事務員の仕事は一日の中でも多くあります。

時には電話応対だけで一日が終わった…なんていうことも。

事務員の役割を大きく5つに分類してみました。

接客

来客があれば適切な場所までご案内し、お茶やコーヒーなどをお出しします。

お帰りの際に玄関まで見送る会社もあります。

補助作業

会議の資料を作成したり、コピーをとったり、書類をファイルに綴ったりといった補助作業はどの職場でも多く見られます。

入力業務

この部分が求人の要件に記載される箇所です。

ExcelやWordが使える方と記載がある場合は、このソフトを使用した入力業務がメインとなります。

電話応対

意外と多いのが電話です。

まずは事務員が先に電話に出てから各担当者に繋ぎます。

また担当者が不在の場合は用件を承る場合もあります。

専門業務

事務職の中には専門知識や資格が無いと就けないものもあります。

経理事務や医療事務などは、経験の他に簿記や医療事務の資格が必要です。

接客の3個の業務

来客応対

取引先や各担当者への来客、新規のお客様などが来客したときに、適切な場所までご案内します。

会議室や応接室が一般的です。

お茶・コーヒー出し

来客へのお茶はもちろん、打ち合わせが長引いたり、お得意様である場合はコーヒーもお出しします。

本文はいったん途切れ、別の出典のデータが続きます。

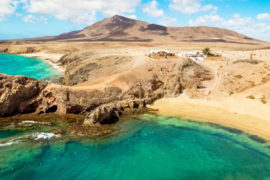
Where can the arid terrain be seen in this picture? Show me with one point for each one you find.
(108, 72)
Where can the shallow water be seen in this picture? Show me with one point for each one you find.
(146, 147)
(31, 67)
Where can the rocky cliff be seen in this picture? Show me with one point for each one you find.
(20, 94)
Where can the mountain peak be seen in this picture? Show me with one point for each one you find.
(120, 28)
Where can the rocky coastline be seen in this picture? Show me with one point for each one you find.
(24, 95)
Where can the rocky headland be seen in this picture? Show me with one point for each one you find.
(101, 102)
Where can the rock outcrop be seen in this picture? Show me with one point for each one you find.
(19, 94)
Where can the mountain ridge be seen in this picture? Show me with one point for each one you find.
(119, 28)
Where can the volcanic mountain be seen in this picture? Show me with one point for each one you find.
(119, 28)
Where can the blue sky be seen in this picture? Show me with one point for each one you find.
(32, 18)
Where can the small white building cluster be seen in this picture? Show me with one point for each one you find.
(193, 55)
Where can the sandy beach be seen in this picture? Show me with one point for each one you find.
(243, 114)
(51, 58)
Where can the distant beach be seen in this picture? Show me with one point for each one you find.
(243, 114)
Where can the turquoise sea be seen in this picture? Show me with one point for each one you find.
(32, 67)
(145, 147)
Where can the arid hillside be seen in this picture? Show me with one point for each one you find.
(119, 28)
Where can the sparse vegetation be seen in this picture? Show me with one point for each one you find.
(264, 80)
(251, 97)
(263, 99)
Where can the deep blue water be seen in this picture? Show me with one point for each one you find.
(31, 67)
(148, 147)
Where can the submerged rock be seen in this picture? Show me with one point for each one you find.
(20, 94)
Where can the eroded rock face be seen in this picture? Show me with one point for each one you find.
(19, 94)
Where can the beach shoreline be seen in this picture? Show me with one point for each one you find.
(52, 59)
(206, 111)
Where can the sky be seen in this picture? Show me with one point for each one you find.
(34, 18)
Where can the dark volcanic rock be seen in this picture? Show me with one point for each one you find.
(18, 94)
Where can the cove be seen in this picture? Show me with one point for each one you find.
(31, 67)
(145, 147)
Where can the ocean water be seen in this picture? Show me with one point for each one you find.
(145, 147)
(31, 67)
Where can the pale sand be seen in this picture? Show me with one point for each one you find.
(50, 58)
(243, 114)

その他上司へのお茶出しをお願いされることもあります。

会社によっては朝、社員の出社が揃ったころにお茶を出す会社もあります。

宅配・郵便の受け渡し

企業では、ほぼ毎日何かしらの郵便物や荷物が届きます。

また会社から出荷する場合もあります。

そんなときに窓口となって宅配業者や郵便配達員とのやりとりをします。

補助作業の4個の業務

コピー取り

事務員の代表的イメージとも言えるコピー取りです。

筆者も実際にお願いされたことが何度もあります。

同じものを複数枚コピーするのは簡単ですが、原稿が何枚もあるときや書籍などのコピーは時間がかかるので効率よくやらないと、自分の業務に支障がでることもあります。

ファイル管理

棚に保管されているファイル類の管理は事務員がすることが多いです。

古くなった書類の処理や、新たに作成した書類の保管、誰でも探せるようにファイルの背表紙にラベルを貼ったりするのも事務員の仕事です。

備品管理

仕事で使う文房具類も会社の大切な資材です。

特にボールペンやセロテープ、輪ゴムやクリップなどは消耗品ですので、在庫の管理をしながら発注もする必要があります。

書類作成

まれに、自分のメインの業務以外に、他のスタッフから書類作成を依頼されることがあります。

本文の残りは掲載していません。